This section discusses more advanced concepts, which you may prefer to skip on the first time through this chapter.
Tokenization is an instance of a more general problem of segmentation. In this section, we will look at two other instances of this problem, which use radically different techniques to the ones we have seen so far in this chapter.
Manipulating texts at the level of individual words often presupposes the ability to divide a text into individual sentences. As we have seen, some corpora already provide access at the sentence level. In the following example, we compute the average number of words per sentence in the Brown Corpus:
>>> len(nltk.corpus.brown.words()) / len(nltk.corpus.brown.sents()) 20.250994070456922
In other cases, the text is available only as a stream of characters. Before tokenizing the text into words, we need to segment it into sentences. NLTK facilitates this by including the Punkt sentence segmenter (Kiss & Strunk, 2006).

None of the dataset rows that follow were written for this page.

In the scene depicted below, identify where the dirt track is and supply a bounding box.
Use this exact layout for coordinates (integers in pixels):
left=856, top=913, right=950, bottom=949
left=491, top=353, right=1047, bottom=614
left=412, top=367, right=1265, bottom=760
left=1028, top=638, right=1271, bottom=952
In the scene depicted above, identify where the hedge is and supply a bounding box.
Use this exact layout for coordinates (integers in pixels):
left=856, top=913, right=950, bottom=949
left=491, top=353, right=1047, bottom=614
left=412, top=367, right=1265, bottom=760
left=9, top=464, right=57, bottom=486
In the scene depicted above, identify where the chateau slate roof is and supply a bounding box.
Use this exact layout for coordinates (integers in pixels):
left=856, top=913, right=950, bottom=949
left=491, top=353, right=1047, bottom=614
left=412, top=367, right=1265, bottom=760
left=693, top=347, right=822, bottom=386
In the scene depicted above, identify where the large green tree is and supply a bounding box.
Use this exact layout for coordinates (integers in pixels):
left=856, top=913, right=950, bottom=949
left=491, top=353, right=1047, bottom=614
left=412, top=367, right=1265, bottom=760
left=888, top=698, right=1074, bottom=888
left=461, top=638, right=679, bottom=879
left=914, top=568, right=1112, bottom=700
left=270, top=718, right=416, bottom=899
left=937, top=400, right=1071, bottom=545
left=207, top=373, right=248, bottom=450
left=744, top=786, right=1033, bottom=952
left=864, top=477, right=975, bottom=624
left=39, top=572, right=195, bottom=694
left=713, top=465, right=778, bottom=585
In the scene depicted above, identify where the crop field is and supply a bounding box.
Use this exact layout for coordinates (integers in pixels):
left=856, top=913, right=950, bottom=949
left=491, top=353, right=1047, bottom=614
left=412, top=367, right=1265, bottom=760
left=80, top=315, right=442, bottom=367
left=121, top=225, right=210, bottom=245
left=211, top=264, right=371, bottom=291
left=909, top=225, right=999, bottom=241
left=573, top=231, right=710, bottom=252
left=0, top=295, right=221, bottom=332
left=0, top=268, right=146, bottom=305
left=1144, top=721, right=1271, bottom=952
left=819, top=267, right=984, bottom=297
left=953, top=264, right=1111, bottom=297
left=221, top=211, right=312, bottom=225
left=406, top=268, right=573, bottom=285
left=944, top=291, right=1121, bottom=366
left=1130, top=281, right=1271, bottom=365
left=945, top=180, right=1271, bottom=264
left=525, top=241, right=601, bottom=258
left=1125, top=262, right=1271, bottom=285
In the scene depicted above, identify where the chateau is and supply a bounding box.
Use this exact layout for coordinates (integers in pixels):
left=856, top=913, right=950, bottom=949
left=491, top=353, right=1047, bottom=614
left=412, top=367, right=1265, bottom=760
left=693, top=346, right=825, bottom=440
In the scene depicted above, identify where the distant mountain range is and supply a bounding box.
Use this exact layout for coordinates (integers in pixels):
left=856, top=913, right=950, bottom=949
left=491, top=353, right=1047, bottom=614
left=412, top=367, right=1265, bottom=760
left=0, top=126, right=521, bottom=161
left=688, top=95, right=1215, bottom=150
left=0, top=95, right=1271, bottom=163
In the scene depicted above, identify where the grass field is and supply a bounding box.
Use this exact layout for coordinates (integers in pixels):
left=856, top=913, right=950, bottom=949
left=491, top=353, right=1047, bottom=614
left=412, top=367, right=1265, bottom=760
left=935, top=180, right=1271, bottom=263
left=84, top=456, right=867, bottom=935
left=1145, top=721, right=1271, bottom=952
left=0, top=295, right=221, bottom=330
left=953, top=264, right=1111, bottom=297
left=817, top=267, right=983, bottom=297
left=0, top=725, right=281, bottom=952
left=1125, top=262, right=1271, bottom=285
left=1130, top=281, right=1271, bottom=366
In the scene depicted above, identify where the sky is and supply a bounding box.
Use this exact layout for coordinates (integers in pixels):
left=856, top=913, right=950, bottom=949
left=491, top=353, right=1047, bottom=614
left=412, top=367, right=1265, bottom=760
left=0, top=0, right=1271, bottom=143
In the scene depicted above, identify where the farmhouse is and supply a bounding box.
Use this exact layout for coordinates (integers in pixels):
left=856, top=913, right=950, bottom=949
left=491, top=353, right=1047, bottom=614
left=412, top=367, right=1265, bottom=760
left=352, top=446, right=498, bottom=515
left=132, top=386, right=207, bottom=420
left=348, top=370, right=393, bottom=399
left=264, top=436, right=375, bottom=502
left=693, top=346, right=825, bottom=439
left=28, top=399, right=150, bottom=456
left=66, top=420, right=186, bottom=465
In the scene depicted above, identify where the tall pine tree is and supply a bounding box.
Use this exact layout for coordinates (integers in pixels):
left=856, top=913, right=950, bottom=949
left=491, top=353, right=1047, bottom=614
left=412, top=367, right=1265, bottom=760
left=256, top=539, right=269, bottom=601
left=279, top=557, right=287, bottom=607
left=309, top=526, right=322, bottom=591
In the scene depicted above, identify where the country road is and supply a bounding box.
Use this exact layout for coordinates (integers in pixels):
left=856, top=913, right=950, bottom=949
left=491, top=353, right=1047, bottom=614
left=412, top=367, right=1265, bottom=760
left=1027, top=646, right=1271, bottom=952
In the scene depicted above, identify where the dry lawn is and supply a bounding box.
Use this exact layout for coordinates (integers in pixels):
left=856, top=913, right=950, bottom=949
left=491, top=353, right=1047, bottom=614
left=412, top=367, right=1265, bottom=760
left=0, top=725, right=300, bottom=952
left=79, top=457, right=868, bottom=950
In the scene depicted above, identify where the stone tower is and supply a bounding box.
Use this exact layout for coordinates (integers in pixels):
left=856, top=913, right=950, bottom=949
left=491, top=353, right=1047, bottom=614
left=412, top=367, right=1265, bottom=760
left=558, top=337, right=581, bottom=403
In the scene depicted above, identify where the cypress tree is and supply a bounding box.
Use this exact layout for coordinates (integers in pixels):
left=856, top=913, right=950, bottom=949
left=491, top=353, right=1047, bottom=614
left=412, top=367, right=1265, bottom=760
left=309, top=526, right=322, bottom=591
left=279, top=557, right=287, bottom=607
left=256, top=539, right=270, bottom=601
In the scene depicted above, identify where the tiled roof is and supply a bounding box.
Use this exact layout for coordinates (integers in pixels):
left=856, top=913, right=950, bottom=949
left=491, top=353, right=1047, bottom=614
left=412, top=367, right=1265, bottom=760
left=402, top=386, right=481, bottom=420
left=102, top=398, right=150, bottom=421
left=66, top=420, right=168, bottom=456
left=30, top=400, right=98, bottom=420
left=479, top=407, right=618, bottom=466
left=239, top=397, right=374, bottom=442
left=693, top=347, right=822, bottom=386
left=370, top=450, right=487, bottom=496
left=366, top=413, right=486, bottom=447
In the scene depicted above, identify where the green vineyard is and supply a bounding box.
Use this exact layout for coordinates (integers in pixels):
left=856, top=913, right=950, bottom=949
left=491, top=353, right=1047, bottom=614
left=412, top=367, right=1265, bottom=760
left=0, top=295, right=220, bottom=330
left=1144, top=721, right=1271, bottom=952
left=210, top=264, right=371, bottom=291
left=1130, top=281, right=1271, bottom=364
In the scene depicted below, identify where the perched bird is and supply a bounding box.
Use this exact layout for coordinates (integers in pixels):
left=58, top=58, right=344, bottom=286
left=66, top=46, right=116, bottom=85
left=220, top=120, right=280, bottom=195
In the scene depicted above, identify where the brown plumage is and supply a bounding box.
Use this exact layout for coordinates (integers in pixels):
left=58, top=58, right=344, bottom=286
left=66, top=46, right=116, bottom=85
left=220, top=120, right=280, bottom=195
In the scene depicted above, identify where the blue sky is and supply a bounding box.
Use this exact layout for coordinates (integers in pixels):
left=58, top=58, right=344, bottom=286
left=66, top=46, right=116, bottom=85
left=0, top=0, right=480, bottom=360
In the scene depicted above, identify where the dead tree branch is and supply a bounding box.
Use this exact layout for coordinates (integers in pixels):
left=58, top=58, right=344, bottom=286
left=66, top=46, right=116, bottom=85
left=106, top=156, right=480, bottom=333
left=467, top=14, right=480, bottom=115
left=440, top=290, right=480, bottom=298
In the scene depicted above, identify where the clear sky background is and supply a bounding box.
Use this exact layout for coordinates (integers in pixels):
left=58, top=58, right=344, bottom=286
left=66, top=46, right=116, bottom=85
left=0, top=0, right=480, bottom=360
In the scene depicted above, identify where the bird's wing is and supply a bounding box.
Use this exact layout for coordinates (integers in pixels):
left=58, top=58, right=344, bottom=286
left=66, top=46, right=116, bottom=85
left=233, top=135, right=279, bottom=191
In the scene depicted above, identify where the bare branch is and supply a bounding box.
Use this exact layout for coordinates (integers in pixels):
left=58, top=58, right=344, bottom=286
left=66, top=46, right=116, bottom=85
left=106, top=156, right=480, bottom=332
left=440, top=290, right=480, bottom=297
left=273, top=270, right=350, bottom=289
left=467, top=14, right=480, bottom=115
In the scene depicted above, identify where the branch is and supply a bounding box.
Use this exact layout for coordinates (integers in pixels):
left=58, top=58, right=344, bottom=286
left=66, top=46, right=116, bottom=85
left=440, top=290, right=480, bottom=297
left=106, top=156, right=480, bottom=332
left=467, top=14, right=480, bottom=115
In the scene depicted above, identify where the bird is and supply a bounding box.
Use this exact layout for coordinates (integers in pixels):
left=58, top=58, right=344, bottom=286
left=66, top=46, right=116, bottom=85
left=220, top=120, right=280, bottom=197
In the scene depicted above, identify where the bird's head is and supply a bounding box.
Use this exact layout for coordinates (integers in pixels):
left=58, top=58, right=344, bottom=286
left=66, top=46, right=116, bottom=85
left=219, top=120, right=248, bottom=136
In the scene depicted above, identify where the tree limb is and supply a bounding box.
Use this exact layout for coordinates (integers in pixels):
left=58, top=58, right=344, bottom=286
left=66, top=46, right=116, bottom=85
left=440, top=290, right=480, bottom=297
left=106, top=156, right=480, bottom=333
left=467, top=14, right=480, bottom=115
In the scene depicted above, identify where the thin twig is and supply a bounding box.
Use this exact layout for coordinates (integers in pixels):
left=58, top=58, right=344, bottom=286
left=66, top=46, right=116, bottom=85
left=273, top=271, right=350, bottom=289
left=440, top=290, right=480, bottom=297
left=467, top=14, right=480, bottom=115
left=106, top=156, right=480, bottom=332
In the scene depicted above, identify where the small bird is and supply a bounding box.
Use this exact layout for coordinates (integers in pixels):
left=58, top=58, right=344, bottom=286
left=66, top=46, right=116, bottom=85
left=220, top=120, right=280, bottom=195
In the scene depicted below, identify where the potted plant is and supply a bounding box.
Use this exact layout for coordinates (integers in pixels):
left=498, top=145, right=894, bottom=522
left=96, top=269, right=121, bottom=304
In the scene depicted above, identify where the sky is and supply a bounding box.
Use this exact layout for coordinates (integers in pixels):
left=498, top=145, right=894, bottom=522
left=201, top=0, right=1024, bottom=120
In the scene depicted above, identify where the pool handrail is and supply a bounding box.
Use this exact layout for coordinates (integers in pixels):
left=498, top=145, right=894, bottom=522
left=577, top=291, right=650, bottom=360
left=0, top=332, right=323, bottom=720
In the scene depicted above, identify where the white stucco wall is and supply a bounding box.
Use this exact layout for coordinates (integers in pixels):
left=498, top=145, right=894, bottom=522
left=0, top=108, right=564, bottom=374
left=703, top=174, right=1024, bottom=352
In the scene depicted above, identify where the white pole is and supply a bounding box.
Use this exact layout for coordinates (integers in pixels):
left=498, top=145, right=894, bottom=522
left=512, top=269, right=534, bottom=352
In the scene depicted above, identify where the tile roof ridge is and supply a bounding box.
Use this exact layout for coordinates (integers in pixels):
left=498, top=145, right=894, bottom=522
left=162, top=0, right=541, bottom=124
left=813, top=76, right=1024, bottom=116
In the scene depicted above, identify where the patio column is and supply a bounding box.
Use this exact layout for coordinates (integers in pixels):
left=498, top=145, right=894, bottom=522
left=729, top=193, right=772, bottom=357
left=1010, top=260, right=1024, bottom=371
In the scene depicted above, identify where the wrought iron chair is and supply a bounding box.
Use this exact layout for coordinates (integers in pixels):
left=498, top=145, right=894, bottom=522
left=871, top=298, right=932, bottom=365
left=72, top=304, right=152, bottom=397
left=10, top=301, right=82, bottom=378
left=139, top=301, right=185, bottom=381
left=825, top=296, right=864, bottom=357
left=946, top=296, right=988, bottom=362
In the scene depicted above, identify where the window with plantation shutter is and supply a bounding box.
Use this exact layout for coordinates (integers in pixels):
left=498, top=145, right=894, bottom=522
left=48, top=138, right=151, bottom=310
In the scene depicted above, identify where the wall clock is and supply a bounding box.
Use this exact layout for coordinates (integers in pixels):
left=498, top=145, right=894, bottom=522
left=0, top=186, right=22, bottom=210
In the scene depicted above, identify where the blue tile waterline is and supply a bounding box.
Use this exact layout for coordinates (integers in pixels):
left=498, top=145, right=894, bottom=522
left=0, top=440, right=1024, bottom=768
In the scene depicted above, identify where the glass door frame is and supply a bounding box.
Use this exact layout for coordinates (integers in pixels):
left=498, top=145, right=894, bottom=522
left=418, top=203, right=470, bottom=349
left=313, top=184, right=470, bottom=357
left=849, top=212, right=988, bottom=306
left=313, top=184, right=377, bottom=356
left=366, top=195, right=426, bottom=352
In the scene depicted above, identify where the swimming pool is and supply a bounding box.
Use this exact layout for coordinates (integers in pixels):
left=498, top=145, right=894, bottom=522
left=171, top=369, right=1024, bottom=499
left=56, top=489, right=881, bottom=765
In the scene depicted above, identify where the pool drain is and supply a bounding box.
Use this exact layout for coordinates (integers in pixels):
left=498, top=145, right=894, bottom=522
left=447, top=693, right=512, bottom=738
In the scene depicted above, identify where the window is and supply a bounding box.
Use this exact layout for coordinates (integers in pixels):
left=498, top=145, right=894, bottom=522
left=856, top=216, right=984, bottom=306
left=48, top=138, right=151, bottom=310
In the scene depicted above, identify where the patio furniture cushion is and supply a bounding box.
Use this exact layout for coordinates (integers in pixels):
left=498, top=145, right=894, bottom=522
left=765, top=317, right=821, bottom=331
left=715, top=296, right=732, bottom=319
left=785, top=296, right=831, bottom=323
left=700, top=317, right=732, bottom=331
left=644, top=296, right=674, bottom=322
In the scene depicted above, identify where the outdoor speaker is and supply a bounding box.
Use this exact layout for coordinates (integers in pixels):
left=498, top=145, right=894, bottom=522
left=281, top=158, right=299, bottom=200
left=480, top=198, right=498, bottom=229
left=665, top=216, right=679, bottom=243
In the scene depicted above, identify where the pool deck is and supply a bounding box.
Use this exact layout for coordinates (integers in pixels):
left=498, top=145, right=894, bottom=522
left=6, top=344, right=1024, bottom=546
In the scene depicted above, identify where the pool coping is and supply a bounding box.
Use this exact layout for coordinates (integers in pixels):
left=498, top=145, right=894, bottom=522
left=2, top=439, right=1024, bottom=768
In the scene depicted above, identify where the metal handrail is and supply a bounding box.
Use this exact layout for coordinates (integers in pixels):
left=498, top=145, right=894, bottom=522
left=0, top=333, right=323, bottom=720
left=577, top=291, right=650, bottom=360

Here is an example of its use in segmenting the text of a novel. (Note that if the segmenter’s internal data has been updated by the time you read this, you will see different output.)
>>> sent_tokenizer=nltk.data.load('tokenizers/punkt/english.pickle') >>> text = nltk.corpus.gutenberg.raw('chesterton-thursday.txt') >>> sents = sent_tokenizer.tokenize(text) >>> pprint.pprint(sents[171:181]) ['"Nonsense!', '" said Gregory, who was very rational when anyone else\nattempted paradox.', '"Why do all the clerks ...